Your problem is to find the voltage at node A, B, ...etc. with respect to ground; meaning that the - meter lead is at ground. What if there was no ground symbol. What if we just called that node "G". Could you find the voltage from node A wrt node G. This is essentially the same as problem 58. Find the voltages between two nodes, one of which is between the two batteries in this case.

BTW: anyone that is using your simplified schematic with only one battery isn't helping. It's problem #57 people! They probably haven't really read the problem in question. Best to ignore them and focus on my previous comment about redefining "ground".

Yes. Thank you so much for your detailed explanation. I will do as you say.

 

[TonyStewart]

I hope you understand, Ground= 0V always unless it is not 0V. i.e. "a bad ground"
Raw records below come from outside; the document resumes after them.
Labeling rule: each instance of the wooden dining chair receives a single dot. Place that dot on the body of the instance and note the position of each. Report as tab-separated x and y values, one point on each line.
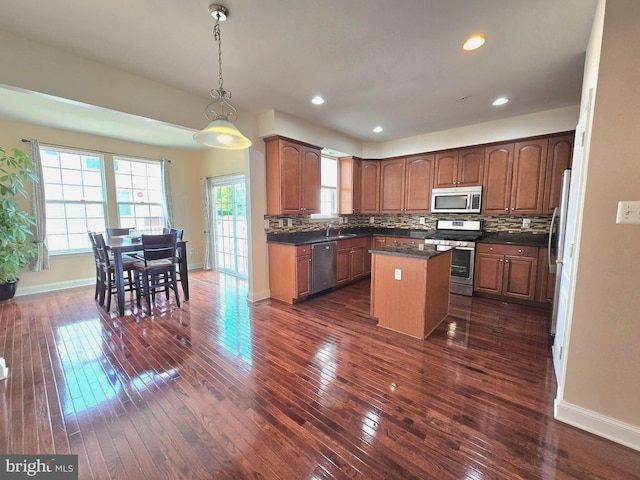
157	270
108	277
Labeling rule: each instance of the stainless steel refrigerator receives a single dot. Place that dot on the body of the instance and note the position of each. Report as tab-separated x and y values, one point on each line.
557	243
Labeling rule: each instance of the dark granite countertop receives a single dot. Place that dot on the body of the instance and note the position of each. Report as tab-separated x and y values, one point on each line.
303	238
524	239
423	252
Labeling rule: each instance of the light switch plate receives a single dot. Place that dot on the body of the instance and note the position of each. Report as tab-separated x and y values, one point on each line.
628	212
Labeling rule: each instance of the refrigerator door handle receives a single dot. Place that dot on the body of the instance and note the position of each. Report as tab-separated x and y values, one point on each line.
553	218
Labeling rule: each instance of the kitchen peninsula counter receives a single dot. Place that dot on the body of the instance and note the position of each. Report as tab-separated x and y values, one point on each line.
410	288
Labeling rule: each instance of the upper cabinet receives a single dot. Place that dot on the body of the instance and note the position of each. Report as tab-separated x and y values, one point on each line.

You have R5 "grounded" which is incorrect for absolute KVL Kirchoff Voltage Loop questions like this, but OK for KCL current loop calculations as you tried (Ʃ=equiv. sum)
I (loop) = Ʃ V / Ʃ R

 

[Lay1]

I hope you understand, Ground= 0V always unless it is not 0V. i.e. "a bad ground"

You have R5 "grounded" which is incorrect for absolute KVL Kirchoff Voltage Loop questions like this, but OK for KCL current loop calculations as you tried (Ʃ=equiv. sum)
I (loop) = Ʃ V / Ʃ R

Thank you for your guidance. I very much appreciate it.